The X-site ion in organic-inorganic hybrid ABX3 perovskites (OHPs) varies from halide ion to bridging linkers like HCOO(-) , N3 (-) , NO2 (-) , and CN(-) . However, no nitrite-based OHP ferroelectrics have been reported so far. Now, based on non-ferroelectric [(CH3 )4 N][Ni(NO2 )3 ], through the combined methodologies of quasi-spherical shape, hydrogen bonding functionality, and H/F substitution, we have successfully synthesized an OHP ferroelectric, [FMeTP][Ni(NO2 )3 ] (FMeTP=N-fluoromethyl Tropine). As an unprecedented nitrite-based OHP ferroelectric, the well-designed [FMeTP][Ni(NO2 )3 ] undergoes the ferroelectric phase transition at 400 K with an Aizu notation of 6/mmmFm, showing multiaxial ferroelectric characteristics. This work is a great step towards not only enriching the molecular ferroelectric families but also accelerating the potential practical applications.
Effect of tea making and boiling processes on the degradation of tropane alkaloids in tea and pasta samples contaminated with Solanaceae seeds and coca leaf.[Pubmed:30857698]

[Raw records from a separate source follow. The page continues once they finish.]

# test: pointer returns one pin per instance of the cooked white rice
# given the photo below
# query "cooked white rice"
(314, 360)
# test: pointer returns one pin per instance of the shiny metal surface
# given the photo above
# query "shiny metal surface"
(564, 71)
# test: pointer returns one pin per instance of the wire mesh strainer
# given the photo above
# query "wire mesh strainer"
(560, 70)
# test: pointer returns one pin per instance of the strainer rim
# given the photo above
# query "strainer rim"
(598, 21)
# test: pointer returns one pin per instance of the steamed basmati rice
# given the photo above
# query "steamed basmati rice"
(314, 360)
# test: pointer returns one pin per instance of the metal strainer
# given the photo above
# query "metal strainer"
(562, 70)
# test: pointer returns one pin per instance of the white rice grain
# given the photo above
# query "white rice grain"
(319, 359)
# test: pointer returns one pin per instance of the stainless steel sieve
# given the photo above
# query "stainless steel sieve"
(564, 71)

Food Chem. 2019 Jul 30;287:265-272.
In this study, the degradation of tropane alkaloids in pasta under boiling (100 degrees C during 10min) and tea making (100 degrees C and let cool 5min) conditions has been evaluated for the first time. Pasta and green tea were contaminated with Datura Stramonium and Brugmansia Arborea seeds (pasta and green tea), whereas coca leaf tea was directly analysed. The compounds were extracted using solid-liquid extraction coupled to a preconcentration stage (only for the cooking water), and the compounds were analysed by liquid chromatography coupled to mass spectrometry (Exactive-Orbitrap analyser). Degradation studies indicate that concentration of tropane alkaloids decreases, and it depends on the compound, observing the highest degradation for tropinone, tropane, cuscohygrine and Tropine, as well as it was observed that compounds migrated to the aqueous phase during cooking step. Finally, post-targeted analysis was performed and other tropane alkaloids were found, as scopine, tigloidine or convolvine, showing a similar behaviour under cooking conditions.
Extraction and quantitative analysis of tropane alkaloids in Radix physochlainae by emulsion liquid membrane with tropine-based ionic liquid.[Pubmed:30429086]

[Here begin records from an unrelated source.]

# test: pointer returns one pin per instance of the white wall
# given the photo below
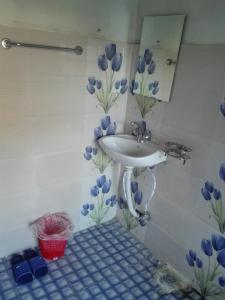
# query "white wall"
(205, 21)
(47, 118)
(116, 19)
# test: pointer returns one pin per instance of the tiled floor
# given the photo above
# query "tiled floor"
(102, 262)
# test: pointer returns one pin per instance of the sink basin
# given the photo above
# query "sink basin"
(127, 151)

J Chromatogr A. 2019 Jan 4;1583:9-18.
Emulsion liquid membrane (ELM) coupled with Tropine-based ionic liquid was prepared and successfully adopted for the extraction and quantitative analysis of tropane alkaloids (TA) in Radix physochlainae. Effects of formation conditions of ELM were explored and then optimized; the ideal oil-water mass ratio was determined to be 1:2.5, chloroform, Span 80 and 0.05 mol L(-1)N-propyl-Tropine hexafluorophosphate ([C3Tr][PF6]) aqueous solution were stirred for 30 min with the speed of 1500 r min(-1). In order to extract and enrich TA with ELM efficiently, key factors related with their extraction efficiency such as stirring speed, volume of the extracts (feed solution), migration time and initial concentration of TA were systematically investigated. Under optimal conditions, 1.5 mL extracts containing 1.6 mg mL(-1) of TA was stirred with ELM at 250 r min(-1) for 5 min, the extraction efficiency of target alkaloid can reach 94.14%. Finally, the method could be used in quantitative analysis of TA in herbal material and patent medicine after demulsification. By comparison, application of ELM for the enrichment and quantitation of TA offers a more straightforward and effective strategy, which is expected to provide a meaningful reference for similar separation processes.